Un video con susurros de sobornos sacude a la Fiscalía y expone debilidades del sistema; la pregunta es si el Poder Judicial sabrá aprovecharlo para deshilachar la madeja o si quedarán dudas que mancharán aún más la institución.

Una nueva película de intriga invade la escena pública: un video editado con precisión muestra a la madre de Pablo “El Chavo” Ferreyra entregando 12 millones de pesos en fajos a su defensor, Martín Castro, en Trelew. El supuesto destinatario del soborno, según el subtitulado, sería la fiscal Julieta Gamarra, a cambio de una pena mínima para “El Chavo”, reconocido por un prontuario.
La grabación, que vinculó también al procurador general Jorge Miquelarena y a su sobrino, el subsecretario de Seguridad Rodrigo Miquelarena, desató un estallido en los celulares y abrió una lluvia de preguntas. Gamarra, hoy al frente de la Unidad Anticorrupción, declaró en Tribunales que nunca pidió ni cobró coima; Castro reaccionó desmintiendo la versión y sostuvo que no dio ni recibió dinero para influir en la fiscal.
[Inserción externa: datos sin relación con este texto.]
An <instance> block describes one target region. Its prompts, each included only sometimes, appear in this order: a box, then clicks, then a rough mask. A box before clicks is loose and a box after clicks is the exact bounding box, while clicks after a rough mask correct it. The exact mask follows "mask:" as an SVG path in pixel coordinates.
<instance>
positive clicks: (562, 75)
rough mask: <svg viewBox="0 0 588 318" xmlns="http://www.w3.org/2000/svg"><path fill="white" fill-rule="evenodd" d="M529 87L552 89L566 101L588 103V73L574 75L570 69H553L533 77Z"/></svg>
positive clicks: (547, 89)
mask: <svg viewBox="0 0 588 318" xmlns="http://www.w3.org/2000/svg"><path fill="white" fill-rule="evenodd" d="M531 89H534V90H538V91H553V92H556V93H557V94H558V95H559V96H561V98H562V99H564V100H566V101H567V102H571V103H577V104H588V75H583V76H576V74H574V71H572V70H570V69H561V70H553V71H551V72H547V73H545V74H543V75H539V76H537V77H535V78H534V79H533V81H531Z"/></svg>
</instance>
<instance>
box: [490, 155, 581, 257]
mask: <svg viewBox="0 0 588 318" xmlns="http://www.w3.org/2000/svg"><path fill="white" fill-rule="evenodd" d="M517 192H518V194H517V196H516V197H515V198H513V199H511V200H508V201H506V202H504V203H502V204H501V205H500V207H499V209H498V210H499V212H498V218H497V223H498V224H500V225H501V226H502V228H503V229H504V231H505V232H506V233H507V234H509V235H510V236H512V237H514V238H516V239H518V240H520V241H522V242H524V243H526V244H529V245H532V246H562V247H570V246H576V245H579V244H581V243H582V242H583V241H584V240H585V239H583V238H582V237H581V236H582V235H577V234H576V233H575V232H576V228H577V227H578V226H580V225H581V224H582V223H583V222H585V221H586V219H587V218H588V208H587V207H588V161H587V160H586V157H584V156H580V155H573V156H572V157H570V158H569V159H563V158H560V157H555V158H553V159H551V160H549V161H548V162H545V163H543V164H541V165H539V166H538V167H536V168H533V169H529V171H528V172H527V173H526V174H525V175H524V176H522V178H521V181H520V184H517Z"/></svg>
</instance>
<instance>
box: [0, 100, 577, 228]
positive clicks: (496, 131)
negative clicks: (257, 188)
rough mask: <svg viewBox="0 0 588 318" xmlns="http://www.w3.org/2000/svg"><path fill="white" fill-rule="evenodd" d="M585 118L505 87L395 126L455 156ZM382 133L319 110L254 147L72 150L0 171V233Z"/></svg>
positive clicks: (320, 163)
Miquelarena afirmó no tener vínculo con el caso. Los tres quedaron a disposición del fiscal Omar Rodríguez para su investigación.
El material, grabado por la pareja de Ferreyra, plantea más interrogantes que certezas: ¿qué otros temas se discutieron en ese encuentro? ¿por qué la grabación salió a la luz 11 meses después? Ferreyra está libre desde enero; si su familia lo guardó, ¿por qué revelarlo ahora? ¿se cedió a un sector con intereses y recursos para difundirlo en medios nacionales?
Gamarra expresó que se trata de un ataque para desprestigiarla en un periodo de alta exposición pública, y Castro habló de una “operación” contra la fiscal y los Miquelarena. Según su versión, el dinero correspondía a honorarios que se pactaron en dólares y que la familia Ferreyra pagó en billetes de baja denominación; ese volumen explicaría parte del monto.
Las declaraciones, que contienen más información de la difundida, sugieren que la pesquisa podría derivar en hallazgos inesperados para la Justicia y para la política. En Tribunales sostienen que la investigación podría expandirse más allá de Trelew y de los propios funcionarios.
La clave será la declaración de la persona que aparece como pagadora, ahora sin edición, para entender el camino de las imágenes desde su grabación hasta su difusión. Si la Justicia logra esclarecer ese trayecto y difundir públicamente cuál fue el camino crítico de las imágenes, podría preservar el buen nombre de algunos y complicar a otros que se mueven en las sombras.
Se presenta, pues, una oportunidad formidosa para deshilachar una posible “opereta” en una provincia con historia de maniobras similares. Si el expediente avanza sin visos de coartadas y sin que se pierda en una madeja de vericuetos, la mancha de los 12 millones podría transformarse en una historia de transparencia, no de escándalo permanente.
La lectura para la Justicia es clara: escuchar a todos, contrastar testimonios con datos y evitar que la institucionalidad se fracture. Si no se logra, el costo será alto: la percepción de privilegios y de una justicia politizada podría endurecerse. Y aunque no haya un delito comprobado, el episodio ya escribe una advertencia: la política judicializada es una moneda que seguirá circulando mientras persista la desconfianza.
En síntesis, este episodio representa una prueba de fuego para el Poder Judicial: ¿será capaz de generar anticuerpos y devolver la confianza, o quedará marcado como otra página de una novela provincial?